Your Mac has a neat setting that allows you to configure macOS to show all common filename extensions, such as .txt, .docx, or .jpg. This setting will let you differentiate what type of file you have and what app you can use to open it. File extensions are generally three or four characters long and appear at the end of filenames, separated by a period, like myphoto.gif. Here are some common file extensions you probably have on your Mac:
- .ppt or .pptx: PowerPoint presentation
- .key: Keynote presentation
- .gif: GIF image
- .png: PNG image
- .jpeg or .jpg: JPEG image
- .doc and .docx: Microsoft Word file
- .pdf: PDF file
- .txt: Plain text file
- .heic: High Efficiency Image File Format
Above are just a short list of examples. There are hundreds of different file types and extensions. By default, your Mac will not show file extensions; they are hidden.
You can make your Mac show file extensions for all files or for individual files.
You can use the Finder’s Preferences setting to see all of the file extensions for all files:
- Open a Finder window.
- From the top menu bar, select Finder > Preferences:
- Click on the Advanced tab and select the “Show all filename extensions” box. Now, most of your files will show their extensions. To turn this off, simply repeat these steps and deselect this box.

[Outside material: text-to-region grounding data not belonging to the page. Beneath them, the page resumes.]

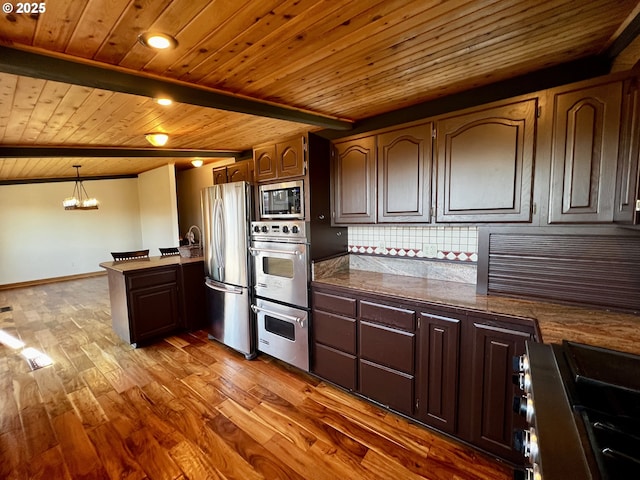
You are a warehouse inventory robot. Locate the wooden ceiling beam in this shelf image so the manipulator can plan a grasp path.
[0,46,352,130]
[316,55,611,140]
[0,145,252,159]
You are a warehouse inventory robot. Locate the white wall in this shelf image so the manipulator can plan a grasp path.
[0,165,179,285]
[138,164,180,256]
[177,165,213,237]
[0,178,142,285]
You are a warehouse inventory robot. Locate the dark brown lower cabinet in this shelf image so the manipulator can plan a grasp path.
[107,262,205,345]
[417,312,461,433]
[358,318,415,415]
[464,316,533,462]
[311,284,537,464]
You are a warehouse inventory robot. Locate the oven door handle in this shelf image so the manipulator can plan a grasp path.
[251,305,304,328]
[249,247,302,256]
[204,280,242,295]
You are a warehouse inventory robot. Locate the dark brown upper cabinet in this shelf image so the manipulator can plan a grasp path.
[253,136,306,183]
[332,136,376,224]
[435,99,537,222]
[213,160,253,185]
[377,123,433,223]
[549,81,623,223]
[613,77,640,225]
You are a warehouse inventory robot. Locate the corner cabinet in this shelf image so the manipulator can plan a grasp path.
[613,77,640,225]
[332,137,376,225]
[435,99,537,222]
[253,136,307,183]
[333,123,432,224]
[101,258,205,346]
[549,81,623,223]
[311,284,535,463]
[213,160,253,185]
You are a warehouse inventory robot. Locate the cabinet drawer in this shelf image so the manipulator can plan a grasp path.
[313,291,356,317]
[360,321,415,374]
[360,360,414,415]
[312,310,356,355]
[312,343,358,390]
[360,300,416,332]
[127,268,178,290]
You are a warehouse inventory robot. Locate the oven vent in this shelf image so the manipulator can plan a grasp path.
[479,232,640,312]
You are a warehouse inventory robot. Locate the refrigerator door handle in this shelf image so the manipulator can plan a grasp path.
[204,280,242,295]
[249,247,301,256]
[213,198,224,281]
[251,305,304,328]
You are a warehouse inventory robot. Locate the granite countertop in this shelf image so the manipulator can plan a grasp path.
[100,255,204,273]
[313,270,640,354]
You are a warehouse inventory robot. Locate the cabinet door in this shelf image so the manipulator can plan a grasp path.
[463,318,531,462]
[276,136,306,178]
[549,82,622,223]
[416,313,460,433]
[227,162,252,182]
[180,261,207,331]
[129,283,179,343]
[436,99,537,222]
[213,167,227,185]
[377,123,432,223]
[332,137,376,224]
[253,145,278,182]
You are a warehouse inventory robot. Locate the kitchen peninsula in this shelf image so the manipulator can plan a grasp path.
[313,258,640,354]
[100,255,205,346]
[311,255,640,464]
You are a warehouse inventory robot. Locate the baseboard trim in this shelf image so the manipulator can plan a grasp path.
[0,271,107,290]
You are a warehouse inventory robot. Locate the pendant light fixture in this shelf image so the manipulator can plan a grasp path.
[62,165,98,210]
[144,132,169,147]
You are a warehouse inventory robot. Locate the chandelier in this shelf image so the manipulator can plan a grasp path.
[62,165,98,210]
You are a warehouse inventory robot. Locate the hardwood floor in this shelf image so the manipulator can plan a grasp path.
[0,277,512,480]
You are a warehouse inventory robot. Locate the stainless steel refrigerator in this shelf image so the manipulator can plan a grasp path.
[202,182,256,358]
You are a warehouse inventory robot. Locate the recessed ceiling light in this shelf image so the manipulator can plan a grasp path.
[144,133,169,147]
[138,32,178,50]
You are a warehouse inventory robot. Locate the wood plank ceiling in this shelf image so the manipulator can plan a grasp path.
[0,0,639,181]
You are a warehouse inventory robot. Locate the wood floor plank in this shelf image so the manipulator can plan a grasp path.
[67,387,108,429]
[32,366,73,417]
[20,405,58,458]
[0,430,29,480]
[89,422,147,480]
[27,446,71,480]
[78,367,114,397]
[0,372,22,434]
[127,428,182,480]
[0,277,513,480]
[97,391,143,438]
[53,411,109,480]
[169,441,225,480]
[217,398,278,445]
[207,415,304,480]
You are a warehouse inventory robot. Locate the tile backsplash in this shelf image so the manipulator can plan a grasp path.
[348,225,478,262]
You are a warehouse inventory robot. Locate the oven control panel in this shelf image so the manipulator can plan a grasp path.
[251,220,307,243]
[513,342,597,480]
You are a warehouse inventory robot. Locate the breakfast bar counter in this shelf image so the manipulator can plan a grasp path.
[100,255,205,346]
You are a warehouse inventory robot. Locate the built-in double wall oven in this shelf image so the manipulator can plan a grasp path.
[249,220,310,371]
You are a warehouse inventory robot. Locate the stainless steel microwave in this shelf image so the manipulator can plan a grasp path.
[259,180,304,220]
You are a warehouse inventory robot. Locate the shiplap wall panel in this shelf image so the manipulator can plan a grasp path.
[488,233,640,311]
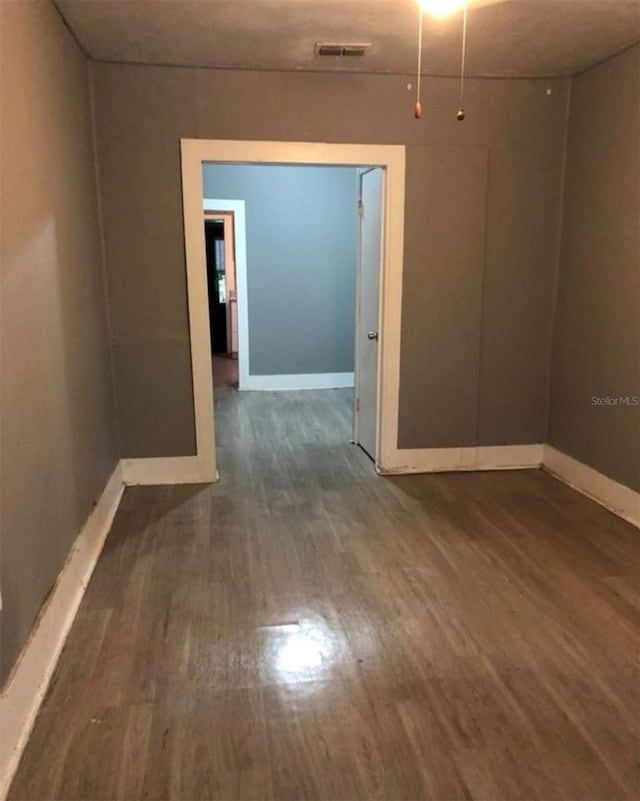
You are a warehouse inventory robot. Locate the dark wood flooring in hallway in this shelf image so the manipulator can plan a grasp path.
[10,390,640,801]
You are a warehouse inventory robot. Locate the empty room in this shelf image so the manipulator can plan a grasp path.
[0,0,640,801]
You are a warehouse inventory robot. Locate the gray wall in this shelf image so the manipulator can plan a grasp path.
[548,47,640,489]
[203,164,357,375]
[0,0,117,680]
[92,64,568,457]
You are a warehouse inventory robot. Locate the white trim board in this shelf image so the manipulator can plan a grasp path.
[180,139,405,481]
[242,373,353,391]
[543,445,640,528]
[122,456,211,486]
[378,444,543,475]
[0,463,124,799]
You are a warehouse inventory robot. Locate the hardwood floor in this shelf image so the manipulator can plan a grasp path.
[10,390,640,801]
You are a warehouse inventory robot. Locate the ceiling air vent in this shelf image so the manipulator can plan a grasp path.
[316,42,371,56]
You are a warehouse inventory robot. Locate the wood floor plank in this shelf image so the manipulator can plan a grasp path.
[9,380,640,801]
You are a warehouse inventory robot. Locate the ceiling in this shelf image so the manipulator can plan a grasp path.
[55,0,640,77]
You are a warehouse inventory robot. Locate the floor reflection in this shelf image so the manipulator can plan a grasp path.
[259,618,341,684]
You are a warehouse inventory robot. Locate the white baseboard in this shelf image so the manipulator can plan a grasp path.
[239,373,353,392]
[122,456,217,485]
[378,444,543,475]
[543,445,640,528]
[0,464,124,799]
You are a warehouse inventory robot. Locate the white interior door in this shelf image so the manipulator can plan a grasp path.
[354,167,384,461]
[222,213,238,353]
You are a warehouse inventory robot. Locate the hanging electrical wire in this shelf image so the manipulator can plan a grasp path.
[456,3,469,122]
[413,3,422,120]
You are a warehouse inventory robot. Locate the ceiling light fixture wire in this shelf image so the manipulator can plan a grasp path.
[413,3,422,120]
[456,2,469,122]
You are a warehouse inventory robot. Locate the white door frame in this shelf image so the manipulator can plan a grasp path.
[353,167,387,454]
[204,198,249,388]
[180,139,405,481]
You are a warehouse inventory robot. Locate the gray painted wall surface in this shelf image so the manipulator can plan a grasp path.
[0,0,117,680]
[548,47,640,489]
[91,64,568,457]
[203,164,357,375]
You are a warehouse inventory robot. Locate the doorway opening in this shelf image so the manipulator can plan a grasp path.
[204,209,238,389]
[182,140,405,480]
[202,162,384,460]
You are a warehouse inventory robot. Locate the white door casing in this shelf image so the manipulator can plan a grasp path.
[354,167,384,461]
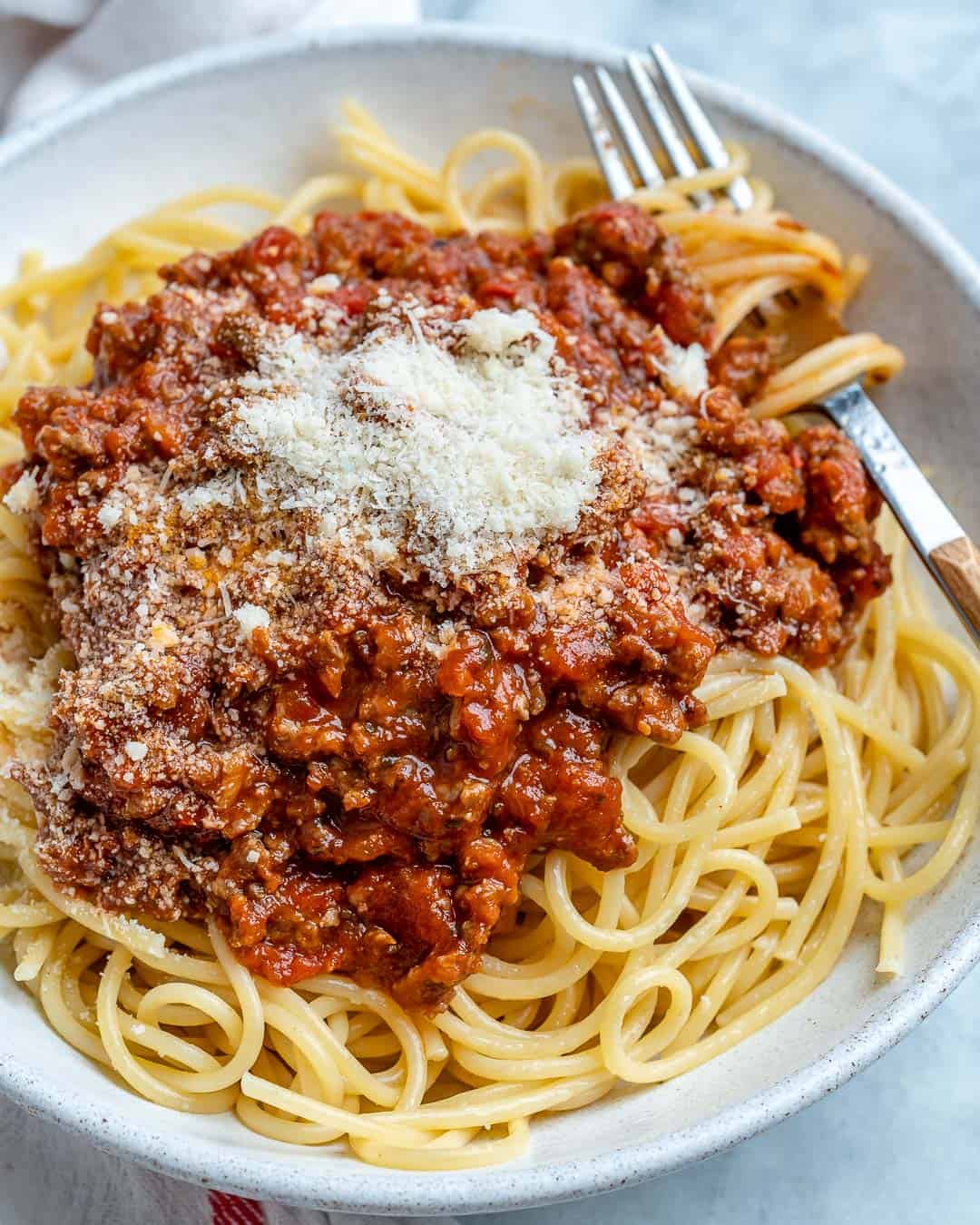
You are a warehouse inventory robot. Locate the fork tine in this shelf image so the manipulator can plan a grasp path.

Show a single file’s extension
For various reasons, you may not want to see all file extensions. Alternatively, you can unhide an individual file’s extension. Here is how:
- In Finder, select a file by clicking on it to highlight the file. Then, do one of the following:
- Press Command–I.
- Right-click (Command-click) and select Get Info.
- From the menu bar at the top, Click on File, then Get Info.
- Expand the Name & Extension section by clicking the arrow next to it.
- Deselect “Hide extension.”
Now only this file will show its extension. If you want to stop showing its extension, follow the same steps, but this time select the “Hide extension” box.